The officer then said, "Get over there now or you're going, too." Five people were later convicted of disorderly conduct, fined $250 each and forced to pay restitution to the town.
"They went on such a rampage posting it on YouTube," Patten said. "We actually used the video they posted to help us. " An issue of safety Police did express some concern that the recording could become an issue of safety for the officers or the person doing the taping.
Haverhill's Deputy police Chief Donald Thompson said it could become a safety issue if a person is resisting arrest and another person runs up with a video camera and starts taping.
"They could be interfering with the arrest," he said.
Recording police responding to a call could also distract an officer and place the officer or someone else in jeopardy, said Kathleen Jones, Plaistow's deputy police chief.
"It's a safety issue and a little bit unnerving," she said. "It just puts a little more burden on the officer." New Hampshire State Police Sgt.
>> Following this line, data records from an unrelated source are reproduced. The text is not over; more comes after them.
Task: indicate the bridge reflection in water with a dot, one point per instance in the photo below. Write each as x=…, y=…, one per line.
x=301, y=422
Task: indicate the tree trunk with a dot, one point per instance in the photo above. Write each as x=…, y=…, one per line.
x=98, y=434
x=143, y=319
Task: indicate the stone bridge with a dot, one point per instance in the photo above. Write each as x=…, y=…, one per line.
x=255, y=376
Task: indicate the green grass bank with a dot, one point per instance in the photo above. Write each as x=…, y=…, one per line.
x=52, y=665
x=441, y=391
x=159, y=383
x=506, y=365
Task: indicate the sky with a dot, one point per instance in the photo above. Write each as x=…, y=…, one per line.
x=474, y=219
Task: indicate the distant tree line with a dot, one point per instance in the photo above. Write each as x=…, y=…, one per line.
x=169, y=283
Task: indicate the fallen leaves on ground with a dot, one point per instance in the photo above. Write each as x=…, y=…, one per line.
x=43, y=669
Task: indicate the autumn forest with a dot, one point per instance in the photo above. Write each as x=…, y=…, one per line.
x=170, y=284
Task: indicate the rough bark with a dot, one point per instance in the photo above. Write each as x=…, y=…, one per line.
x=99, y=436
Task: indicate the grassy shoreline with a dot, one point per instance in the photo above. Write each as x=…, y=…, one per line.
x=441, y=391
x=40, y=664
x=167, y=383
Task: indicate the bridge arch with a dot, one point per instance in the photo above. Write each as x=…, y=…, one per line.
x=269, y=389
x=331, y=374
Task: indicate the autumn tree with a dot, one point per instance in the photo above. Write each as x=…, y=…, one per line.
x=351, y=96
Lawrence Bolduc said troopers are instructed on how to deal with situations where they may be recorded.
"There is a point where folks can cross the line and put us in a safety risk," he said. "If we feel there is something risking our safety, we address it and we try to address it respectfully." But Lawrence police Chief John Romero said the courts have made it very clear that police officers in the performance of their duty can be videotaped.
"That shouldn't be a concern," he said. "It's going to happen." Andover police Lt. James Hashem said police there don't see recording as an issue.
"Our officers are told they are professional, to act professional at all times, and to assume they are being recorded," he said.
Danville police Chief Wade Parsons said the recording of police officers is just a sign of the times.